A vous mes ancêtres

 

     Bien avant moi vous fouliez le sol de cette terre, parfois de glaise ou d’argile, parfois de sable ou de roc, d’un pas alerte ou incertain, toujours vous alliez de l’avant.

     Venu d’Auvergne ou de Lorraine, des Ardennes ou d’Alsace, d’Italie ou d’Autriche, aucun obstacle ne vous a définitivement stoppé dans votre marche en avant.

      Fi Des forêts et des champs, des montagnes et des rivières, des frontières ou des guerres, des crues ou des sécheresses, des épidémies ou des malédictions, des joies et des peines vous avez vécu, et pour moi vous vivez !

      Peut-être me voyez-vous faire, et en colère vous pensez, Diantre ! Que diable, Parbleu, mais il nous numérote le bougre! Ne sommes-nous que des numéros à ses yeux ?

      Que nenni mes aïeux, n’y voyez point offense, ce n’est que l’adresse ou vous trouver dans les longues rues bordées d’arbres ou j’aimerais pouvoir vous loger.

       Tous je vous connais, je vous dis, je pourrais vous réciter si ma mémoire parfois ne me prenait en défaut.

       Toi Michel, maçon tu étais, tu habites tout au bout de la première rue à gauche, ton fils Curin à tes coté, Maître maçon de lui tu as fait, à ton second mariage, déjà il signait… Et pourtant Gerbecourt en cette fin 17eme cela devait être éloigné de tout ? Allait-il à l’école, sûrement.

       Mais peut-être pourrais-tu me répondre toi-même Curin, et as-tu fait le tour de France ?

       Quel mal j’ai eu, tu sais, à retrouver ton père ! Et ta mère, dis, tu ne pourrais pas murmurer son nom à mon oreille ? Et ton demi-frère pourquoi donc est-il allé se marier en Haute-Marne ? Etait-il aussi compagnon ?

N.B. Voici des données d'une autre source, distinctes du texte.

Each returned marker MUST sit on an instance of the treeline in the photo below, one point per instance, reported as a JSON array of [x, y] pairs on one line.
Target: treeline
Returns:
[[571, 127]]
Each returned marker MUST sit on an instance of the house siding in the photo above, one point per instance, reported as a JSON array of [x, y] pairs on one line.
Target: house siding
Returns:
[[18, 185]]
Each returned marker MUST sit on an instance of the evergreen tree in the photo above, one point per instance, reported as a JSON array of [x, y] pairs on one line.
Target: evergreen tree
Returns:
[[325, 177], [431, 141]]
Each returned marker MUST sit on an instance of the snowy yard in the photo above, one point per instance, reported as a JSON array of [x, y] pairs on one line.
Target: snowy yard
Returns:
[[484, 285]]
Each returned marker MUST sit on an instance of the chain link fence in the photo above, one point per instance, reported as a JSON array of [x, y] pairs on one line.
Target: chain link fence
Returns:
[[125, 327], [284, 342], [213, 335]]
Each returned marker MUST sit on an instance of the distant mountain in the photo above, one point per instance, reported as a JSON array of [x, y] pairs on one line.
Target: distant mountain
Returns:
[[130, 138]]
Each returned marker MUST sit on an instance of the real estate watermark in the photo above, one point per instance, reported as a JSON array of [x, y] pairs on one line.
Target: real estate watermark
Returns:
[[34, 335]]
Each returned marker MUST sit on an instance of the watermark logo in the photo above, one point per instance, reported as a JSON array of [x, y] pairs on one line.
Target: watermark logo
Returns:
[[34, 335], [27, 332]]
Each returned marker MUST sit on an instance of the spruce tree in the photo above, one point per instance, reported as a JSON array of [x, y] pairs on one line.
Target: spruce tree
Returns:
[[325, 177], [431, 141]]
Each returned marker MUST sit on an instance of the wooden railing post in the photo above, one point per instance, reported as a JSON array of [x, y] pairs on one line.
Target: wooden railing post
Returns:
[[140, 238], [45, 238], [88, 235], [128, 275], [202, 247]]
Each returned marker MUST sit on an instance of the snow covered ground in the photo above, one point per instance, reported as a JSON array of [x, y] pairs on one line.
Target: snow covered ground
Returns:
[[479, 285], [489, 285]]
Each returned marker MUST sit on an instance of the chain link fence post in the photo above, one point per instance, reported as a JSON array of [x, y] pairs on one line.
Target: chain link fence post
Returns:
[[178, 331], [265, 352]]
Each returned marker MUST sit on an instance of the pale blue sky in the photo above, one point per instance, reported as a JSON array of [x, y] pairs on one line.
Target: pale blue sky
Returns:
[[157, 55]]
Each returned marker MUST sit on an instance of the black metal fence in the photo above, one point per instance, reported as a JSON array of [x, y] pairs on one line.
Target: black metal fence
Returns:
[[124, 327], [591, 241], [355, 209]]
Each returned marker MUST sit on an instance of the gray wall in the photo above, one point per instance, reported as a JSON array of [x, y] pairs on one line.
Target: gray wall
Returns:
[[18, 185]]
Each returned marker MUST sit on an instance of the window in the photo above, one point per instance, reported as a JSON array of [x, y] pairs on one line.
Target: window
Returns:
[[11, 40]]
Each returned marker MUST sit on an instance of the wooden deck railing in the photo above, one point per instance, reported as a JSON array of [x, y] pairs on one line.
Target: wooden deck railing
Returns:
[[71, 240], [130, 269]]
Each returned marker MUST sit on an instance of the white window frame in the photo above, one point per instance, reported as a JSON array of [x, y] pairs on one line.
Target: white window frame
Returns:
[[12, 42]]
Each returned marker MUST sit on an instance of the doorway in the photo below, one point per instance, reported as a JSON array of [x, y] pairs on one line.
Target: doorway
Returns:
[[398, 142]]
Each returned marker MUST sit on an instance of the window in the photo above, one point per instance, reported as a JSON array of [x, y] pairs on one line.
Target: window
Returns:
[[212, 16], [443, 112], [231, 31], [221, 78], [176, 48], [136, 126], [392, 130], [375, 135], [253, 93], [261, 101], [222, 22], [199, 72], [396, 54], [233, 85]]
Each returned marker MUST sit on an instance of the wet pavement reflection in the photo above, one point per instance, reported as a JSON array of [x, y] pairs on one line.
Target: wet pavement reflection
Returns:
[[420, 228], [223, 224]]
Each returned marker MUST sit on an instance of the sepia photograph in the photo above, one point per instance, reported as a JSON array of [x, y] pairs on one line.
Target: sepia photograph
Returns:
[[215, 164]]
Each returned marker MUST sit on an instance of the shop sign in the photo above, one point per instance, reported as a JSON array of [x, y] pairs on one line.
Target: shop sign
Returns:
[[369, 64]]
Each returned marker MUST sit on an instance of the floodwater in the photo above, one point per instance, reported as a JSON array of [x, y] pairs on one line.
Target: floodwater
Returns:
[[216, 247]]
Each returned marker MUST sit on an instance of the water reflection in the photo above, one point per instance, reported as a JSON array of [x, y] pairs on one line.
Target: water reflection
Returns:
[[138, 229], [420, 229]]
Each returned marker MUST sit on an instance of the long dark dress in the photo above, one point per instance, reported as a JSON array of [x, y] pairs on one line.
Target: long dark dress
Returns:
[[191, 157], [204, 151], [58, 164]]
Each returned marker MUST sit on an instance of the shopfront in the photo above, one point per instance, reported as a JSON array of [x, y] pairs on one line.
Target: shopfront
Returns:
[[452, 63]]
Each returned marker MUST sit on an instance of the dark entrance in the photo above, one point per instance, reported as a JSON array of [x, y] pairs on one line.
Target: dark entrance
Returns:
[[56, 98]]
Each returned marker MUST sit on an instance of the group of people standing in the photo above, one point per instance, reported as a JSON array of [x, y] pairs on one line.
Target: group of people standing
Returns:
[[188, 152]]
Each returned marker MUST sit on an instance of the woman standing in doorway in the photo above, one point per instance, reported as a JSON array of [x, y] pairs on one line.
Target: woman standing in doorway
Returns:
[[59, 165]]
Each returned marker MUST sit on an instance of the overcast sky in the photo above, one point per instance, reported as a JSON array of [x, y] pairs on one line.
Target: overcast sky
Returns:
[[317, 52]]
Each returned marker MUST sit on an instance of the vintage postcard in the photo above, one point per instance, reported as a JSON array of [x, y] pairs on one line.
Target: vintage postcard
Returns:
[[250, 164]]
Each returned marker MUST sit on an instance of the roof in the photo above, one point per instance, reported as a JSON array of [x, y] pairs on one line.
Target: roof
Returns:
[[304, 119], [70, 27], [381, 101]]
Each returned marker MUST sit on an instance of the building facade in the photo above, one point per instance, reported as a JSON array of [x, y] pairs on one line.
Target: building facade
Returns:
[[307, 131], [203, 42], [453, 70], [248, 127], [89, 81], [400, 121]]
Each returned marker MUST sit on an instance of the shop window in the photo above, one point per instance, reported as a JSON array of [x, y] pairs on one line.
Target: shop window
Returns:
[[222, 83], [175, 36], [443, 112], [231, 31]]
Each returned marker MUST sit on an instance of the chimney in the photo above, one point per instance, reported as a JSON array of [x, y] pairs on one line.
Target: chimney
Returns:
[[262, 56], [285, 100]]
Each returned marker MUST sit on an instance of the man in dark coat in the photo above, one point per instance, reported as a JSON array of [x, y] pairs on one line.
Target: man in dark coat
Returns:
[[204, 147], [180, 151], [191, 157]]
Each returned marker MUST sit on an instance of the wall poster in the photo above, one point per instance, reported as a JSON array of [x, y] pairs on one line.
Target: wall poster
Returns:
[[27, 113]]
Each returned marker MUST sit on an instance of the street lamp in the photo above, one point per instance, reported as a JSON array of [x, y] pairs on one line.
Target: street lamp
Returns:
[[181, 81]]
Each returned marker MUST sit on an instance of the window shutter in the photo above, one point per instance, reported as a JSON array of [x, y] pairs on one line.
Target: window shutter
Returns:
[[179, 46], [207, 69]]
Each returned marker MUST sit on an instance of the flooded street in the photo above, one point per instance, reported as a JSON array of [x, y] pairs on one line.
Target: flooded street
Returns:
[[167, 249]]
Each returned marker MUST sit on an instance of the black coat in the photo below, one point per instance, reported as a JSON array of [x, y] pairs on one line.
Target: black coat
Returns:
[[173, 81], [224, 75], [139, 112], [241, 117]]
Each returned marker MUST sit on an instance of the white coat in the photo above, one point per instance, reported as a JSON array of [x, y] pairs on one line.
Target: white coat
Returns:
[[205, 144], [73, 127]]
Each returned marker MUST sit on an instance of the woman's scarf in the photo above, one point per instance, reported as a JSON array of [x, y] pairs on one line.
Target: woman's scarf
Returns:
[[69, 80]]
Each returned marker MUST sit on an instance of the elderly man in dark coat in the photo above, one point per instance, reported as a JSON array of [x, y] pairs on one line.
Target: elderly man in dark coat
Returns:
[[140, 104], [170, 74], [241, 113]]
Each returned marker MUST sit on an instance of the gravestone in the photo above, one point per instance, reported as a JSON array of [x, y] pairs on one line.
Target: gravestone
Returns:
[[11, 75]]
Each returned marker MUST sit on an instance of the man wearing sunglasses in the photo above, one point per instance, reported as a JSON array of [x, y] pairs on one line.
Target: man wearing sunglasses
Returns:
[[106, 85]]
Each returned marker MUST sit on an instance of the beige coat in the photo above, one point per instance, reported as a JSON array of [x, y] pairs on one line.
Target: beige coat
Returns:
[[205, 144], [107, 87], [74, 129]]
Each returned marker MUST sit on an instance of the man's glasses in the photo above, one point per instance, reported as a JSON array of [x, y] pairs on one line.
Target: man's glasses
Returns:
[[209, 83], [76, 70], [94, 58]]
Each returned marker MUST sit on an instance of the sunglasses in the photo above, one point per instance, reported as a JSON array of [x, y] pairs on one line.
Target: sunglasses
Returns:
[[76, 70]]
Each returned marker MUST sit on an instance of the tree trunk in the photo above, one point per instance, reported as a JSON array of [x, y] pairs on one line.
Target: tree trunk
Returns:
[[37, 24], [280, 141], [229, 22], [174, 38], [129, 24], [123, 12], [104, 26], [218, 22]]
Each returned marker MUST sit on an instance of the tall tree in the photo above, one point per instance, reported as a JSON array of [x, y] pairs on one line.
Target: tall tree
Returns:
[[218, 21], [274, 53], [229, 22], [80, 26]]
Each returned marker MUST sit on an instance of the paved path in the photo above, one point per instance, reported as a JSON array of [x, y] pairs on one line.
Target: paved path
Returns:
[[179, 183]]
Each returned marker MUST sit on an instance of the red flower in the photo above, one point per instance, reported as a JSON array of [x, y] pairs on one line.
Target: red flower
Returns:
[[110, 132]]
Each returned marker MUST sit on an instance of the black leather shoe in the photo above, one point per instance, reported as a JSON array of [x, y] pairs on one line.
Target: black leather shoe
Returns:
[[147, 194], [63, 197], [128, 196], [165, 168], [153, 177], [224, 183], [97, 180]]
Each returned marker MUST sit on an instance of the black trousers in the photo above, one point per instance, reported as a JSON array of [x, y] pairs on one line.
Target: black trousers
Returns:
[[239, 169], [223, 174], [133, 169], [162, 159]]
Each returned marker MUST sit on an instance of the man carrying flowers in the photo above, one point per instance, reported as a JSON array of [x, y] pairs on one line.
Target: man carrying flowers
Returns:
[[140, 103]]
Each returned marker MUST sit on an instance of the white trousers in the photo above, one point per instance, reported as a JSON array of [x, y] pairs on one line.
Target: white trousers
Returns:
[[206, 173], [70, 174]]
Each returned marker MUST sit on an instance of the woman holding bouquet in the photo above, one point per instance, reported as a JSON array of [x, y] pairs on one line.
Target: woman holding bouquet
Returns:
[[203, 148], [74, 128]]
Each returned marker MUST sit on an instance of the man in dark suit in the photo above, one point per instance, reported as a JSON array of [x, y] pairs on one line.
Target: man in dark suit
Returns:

       Et toi Ferdinand Marie, toi qui loges au 100 de cette rue à droite, pourquoi me tais-tu le nom de ta signora ? Aurais-tu pensé que tes enfants et petits-enfants allaient se distinguer l’épée à la main ? N’as-tu pas tremblé de peur en les voyant s’enrôler ? Quel dommage que je ne pratique pas ta langue ensoleillée !

       Quant à toi Jean Jacques, tu me fais aller jusqu’au 6144 pour te retrouver, dis donc entre nous, les cigognes elles ne migraient pas en ces temps là ! Dis donc comment faisiez-vous sans les allocations ? Et tous instruits, dès le 16eme siècle, chapeau ! Tu dois rager maintenant !

       Mais non vous non plus mesdames je ne vous oublie pas, sans vous serais-je là ?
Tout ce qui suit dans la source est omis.